Jan Bartek – AncientPages.com – There is a large prehistoric hunter-gatherer cemetery south of the Arctic Circle. Scientists call the place a cemetery even though the graves are empty. The Tainaro site was first excavated about four decades ago, but “the unpublished findings and their potential significance have evaded wider recognition. Despite the absence of skeletal evidence, dozens of fifth-millennium BC pits have been tentatively interpreted as burials, the researchers write in their study published in the journal Antiquity.
Credit: Antiquity (2023). DOI: 10.15184/aqy.2023.160
Tainaro is located on a sandy terrace within the vast forests of northern Finland. About 10 300 years ago, a continental ice sheet covered the region. Scientists who comprehensively analyzed the unusual Tainaro pits have suggested this mysterious prehistoric site is most likely a large Stone Age cemetery dating to around 6,500 years ago.
In 2018, a team from the University of Oulu identified 115 to 200 pits at Tainaro. Most were rectangular in shape with dimensions around 7 feet in length and 2.5 feet in depth.
If this was indeed a Stine Age cemetery, it is strange these ancient pits contain no human remains.
“Most of these rounded rectangular pits contained evidence of burning, with occasional fragments of stone debitage and burnt bone, and some contained artefacts. Traces of red ochre were found in 23 pits, but only as small concentrations, patches or streaks,” the study informs.
By comparing the pits to other Stone Age archaeological findings, researchers concluded that they were likely burial sites used by roaming peoples who would have foraged, hunted and fished in the region.
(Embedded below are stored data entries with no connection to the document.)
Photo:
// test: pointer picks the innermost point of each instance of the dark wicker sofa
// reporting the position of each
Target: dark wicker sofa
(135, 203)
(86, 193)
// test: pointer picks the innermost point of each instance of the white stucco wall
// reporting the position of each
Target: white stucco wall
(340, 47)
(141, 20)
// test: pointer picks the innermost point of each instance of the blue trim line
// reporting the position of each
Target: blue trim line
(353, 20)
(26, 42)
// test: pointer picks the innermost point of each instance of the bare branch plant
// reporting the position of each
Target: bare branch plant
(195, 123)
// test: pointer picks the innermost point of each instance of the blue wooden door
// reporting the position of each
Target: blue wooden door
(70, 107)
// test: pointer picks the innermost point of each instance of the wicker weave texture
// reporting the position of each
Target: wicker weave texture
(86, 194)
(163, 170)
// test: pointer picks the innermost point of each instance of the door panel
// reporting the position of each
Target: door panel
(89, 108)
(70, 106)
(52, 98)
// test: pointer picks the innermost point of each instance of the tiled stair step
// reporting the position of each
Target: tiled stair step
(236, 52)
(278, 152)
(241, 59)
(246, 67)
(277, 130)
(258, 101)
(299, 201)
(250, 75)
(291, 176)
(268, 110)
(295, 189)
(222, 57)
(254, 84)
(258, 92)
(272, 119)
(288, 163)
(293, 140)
“Tainiaro should, in our opinion, be considered to be a cemetery site,” researchers said, “even though no skeletal material has survived at Tainiaro.”
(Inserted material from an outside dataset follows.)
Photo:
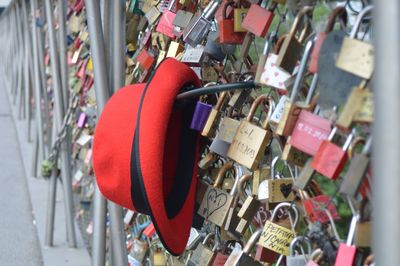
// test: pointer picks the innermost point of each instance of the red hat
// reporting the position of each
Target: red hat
(145, 154)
“Complicating their conclusion, though, was the evidence of burned material found inside some of the pits, suggesting they may have been hearths. However, the traces of charred material were insufficient to prove pyrotechnic use.
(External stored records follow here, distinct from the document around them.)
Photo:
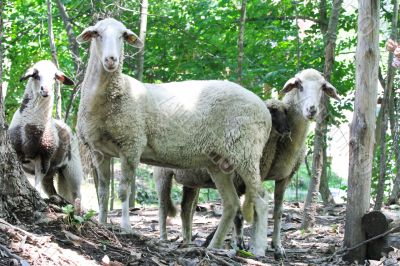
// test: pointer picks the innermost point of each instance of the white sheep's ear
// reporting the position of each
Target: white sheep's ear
(31, 72)
(330, 90)
(87, 35)
(291, 84)
(64, 79)
(133, 39)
This finding, though, indicates the possibility that the site was not solely used for burying the dead.
Examples of pit features at Tainiaro. Credit: Antiquity (2023). DOI: 10.15184/aqy.2023.160
“Indeed, it has recently been argued that Mesolithic places for the dead were also places for the living and some sites previously interpreted as cemeteries were in fact habitation sites with burials dug beneath the dwellings,” researchers said.
With that possibility in mind, researchers said Tainiaro should not be considered a single-purpose site, but rather it may have served multiple aims.
If it was used, at least partly, as a gravesite, it would rank among the most sizable Stone Age cemeteries in northern Europe,” the Charlotte Observer reports.
Finland alone has more than 200 Stone Age burial sites, most of which are exceedingly small, Hakonen said.
“There are a few sites with around 20 burials, but even these are anomalies,” Hakonen said. “But more than 100 burials is perplexing, and more than 200 is astounding.”
Arctic Circle, Finland. Credit: Adobe Stock – Matthew
Tainiaro is located in a sub-Arctic region with heavy winter snowfalls and temperatures that drop below 20 degrees Fahrenheit.
The fact that a large cemetery seems to have existed near the Arctic Circle is surprising and challenges previously held impressions of far northern Europe, hinting that large-scale, complex societies may have existed in the region, despite the harsh environmental conditions.
“I think the real implication is to our cultural compass,” Aki Hakonen, an archaeologist with the University of Oulu in Finland and an author of the study, told Newsweek. “We expect to find less interesting stuff going on the farther north we go. But the north is a magical place, and it holds many surprises—Tainiaro being just one of them.”
“If archaeology reorients itself to consider the north not as a periphery but as a core place of importance in its own right, we would gain access to a much more thorough understanding of humanity’s past,” he said.
A diagram of the excavated areas and pits. Credit: Antiquity (2023). DOI: 10.15184/aqy.2023.160
“We have reviewed the archival material from the original excavations and undertaken further test excavations to confirm some of the findings. We argue that the site of Tainiaro was most likely, although not certainly, a large Stone Age cemetery of the fifth millennium BC.
If correct, it would be among the largest such sites to date to this period known in northern Europe. We have interpreted as many as 44 of the pits excavated at the site as burials and, since only one-fifth of the site’s area has been excavated, the total number could be more than 200.
The site is unusual in other ways too, not least because of the range of activities attested and its location in the northern subarctic, further north than any other known large cemetery of this date. Many questions about Tainiaro remain unanswered.
For the time being, however, the notion that a large cemetery seems to have existed near the Arctic Circle should cause us to reconsider our impressions of the north and its peripheral place in world prehistory,” the research team concluded in their study published in Antiquity.